À quelques mètres de là, Michel est également allongé sur un lit, concentré sur son livre pour faire passer le temps. Comme Sylvain, il n’a jamais eu peur de revenir donner son sang, malgré la présence toujours active du nouveau coronavirus. Ce retraité de 63 ans vient ici tous les deux mois et explique : « donner mon sang, c’est quelque chose de très facile pour moi. Avant, c’étaient des dons que je faisais à travers mon travail, et j’ai voulu passer l’étape au-dessus, avec des dons de plaquettes et de plasma ».

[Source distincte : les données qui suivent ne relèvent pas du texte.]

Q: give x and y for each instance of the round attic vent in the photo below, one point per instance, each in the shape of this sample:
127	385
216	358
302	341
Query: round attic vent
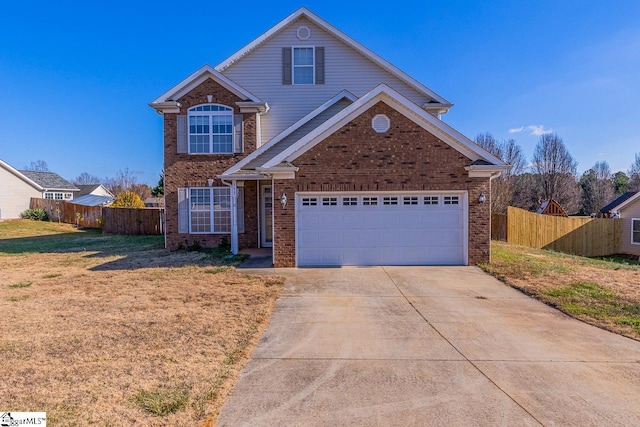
303	33
381	123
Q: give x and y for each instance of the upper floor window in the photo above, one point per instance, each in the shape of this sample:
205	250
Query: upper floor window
210	129
303	66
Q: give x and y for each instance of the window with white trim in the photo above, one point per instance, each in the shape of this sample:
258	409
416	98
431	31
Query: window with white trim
309	201
451	200
430	200
303	63
210	129
57	196
210	210
410	200
370	201
635	231
390	200
349	201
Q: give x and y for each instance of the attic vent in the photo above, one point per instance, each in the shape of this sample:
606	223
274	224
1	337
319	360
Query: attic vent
303	33
381	123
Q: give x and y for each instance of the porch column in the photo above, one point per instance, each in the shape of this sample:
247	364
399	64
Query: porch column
234	216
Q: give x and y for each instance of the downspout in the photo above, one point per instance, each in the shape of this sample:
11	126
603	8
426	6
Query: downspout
234	213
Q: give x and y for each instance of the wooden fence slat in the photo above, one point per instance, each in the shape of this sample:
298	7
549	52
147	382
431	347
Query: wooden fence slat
146	221
579	236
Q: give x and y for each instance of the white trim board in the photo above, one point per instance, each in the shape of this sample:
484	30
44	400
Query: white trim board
404	106
304	12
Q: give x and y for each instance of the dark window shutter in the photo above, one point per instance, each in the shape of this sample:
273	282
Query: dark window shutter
237	133
319	65
183	210
182	134
286	65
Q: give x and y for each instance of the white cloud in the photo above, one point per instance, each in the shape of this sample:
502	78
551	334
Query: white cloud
536	130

En dépit de ces actes bienveillants, « les gens sont moins spontanés à venir donner, donc on fait beaucoup plus d’appels pour les solliciter », concède Alex, la secrétaire. Car l’Établissement Français du Sang a besoin de tout : de globules rouges pour les malades qui subissent notamment des chimio, du plasma pour fabriquer, entre autres, des médicaments, mais aussi des plaquettes. C’est ce que donne en cette matinée pluvieuse Thomas, un brasseur de 34 ans. « Les mesures sanitaires mises en place me paraissent suffisantes, dit-il en interrompant sa lecture. Rien ne me choque et je ne trouve pas que ce soit plus long. C’est même quasiment identique ». Pour rappel, dans le Loiret l’an passé, moins de 4 % de la population en âge de donner son sang avaient été recensée, mais plus de 22 000 dons et près de 380 collectes mobiles avaient été réalisés. Des campagnes de sensibilisation se multiplient toujours de la part de l’EFS mais aussi de particuliers. Sylvain, le « multi-récidiviste du don », poste ainsi sur les réseaux sociaux des messages pour inciter à suivre son exemple : « chacun doit donner un peu de son temps pour sauver des personnes malades ou blessées, car tout le monde aura, un jour ou l’autre, besoin de sang ».